I've been reading Richard Foster for the first time in a long while, doing some re-reading of chapters in his excellent book Prayer: Finding the Heart's True Home and also reading (for the first time) his small devotional book Seeking the Kingdom. Foster's long been a favorite of mine, but that doesn't mean his books make me comfortable. In fact, they often push me to reflect on my life in ways that reveal a lot of uncomfortable truths and areas that need the loving work of the Holy Spirit to change and heal.

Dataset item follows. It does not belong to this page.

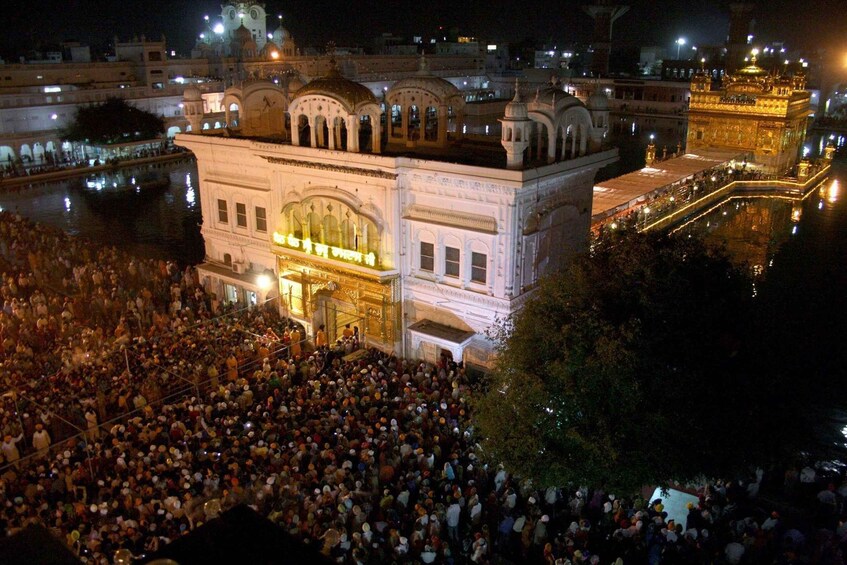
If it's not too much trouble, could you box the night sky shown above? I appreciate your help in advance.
[3,0,845,56]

I actually haven't been able to get past the very first devotional in Seeking the Kingdom, because there's so much to chew on in just those few pages. I'm still working on it, and letting it work on me. He asks the seemingly simple question: "What Keeps Us From Praying?" and suggests that it's not the outwardly obvious answer -- not enough time, too busy -- that's the most important answer. He points out that we don't let lack of time or busyness stop us from doing other necessary and important things, like eating or sleeping or making love (and let's be honest, most of us don't let lack of time and too much to do stop us from doing less essential things like watching t.v. or blogging, for instance!).
So: what keeps us from praying? Is there a lack of confidence that God is listening? A lack of trust or hope? A feeling that we're not "doing it right" or need to become better people with purer motives before we can approach God?
This has been a rich but sometimes painful question for me to grapple with, because I've been realizing that I have some real fears lurking right now -- about the call we're trying to discern, and our shaky life situation -- and that I sometimes act as though God is someone other than I know him to be, as though I'm afraid he is a hard taskmaster, one who's just out to ask me to be or do something that I don't want to be. I know better than this, from my own life with God in Christ and from the witness of the Scriptures. So why would I assume that God would only call me to something hard, or painful, or (and here's a big one) why would I assume that if God did call me to something difficult that he would not lovingly prepare and equip me to answer the call? Yes, he does sometimes call us to things we could never imagine for ourselves, and he sometimes calls us to give up even good things, but I know he is trustworthy and GOOD. I also know that he understands my human frailty and exhaustion, and that he knows my real deep needs for rest and refreshment. When the hard things come, they come with his permission and they come in the context of my relationship with Him. He uses them to shape me and in order to shape his Kingdom. That's the bottomline. And while I do know it with my head and with my heart, I've been realizing I am not always putting my trust into active practice...hence my prayers (their faintheartedness, their lack).
Foster is very helpful not only because he asks hard questions, but he gently suggests ways to begin to work through them. In this case, he suggests that we make a list of all the reasons that we don't pray, and then take that list to God. And what he doesn't say, but what you begin to realize as you follow the instructions of this spiritual exercise, is that by taking this honest list to God, by admitting your lacks and fears and hopes and everything else and laying those things at God's feet, you are indeed praying.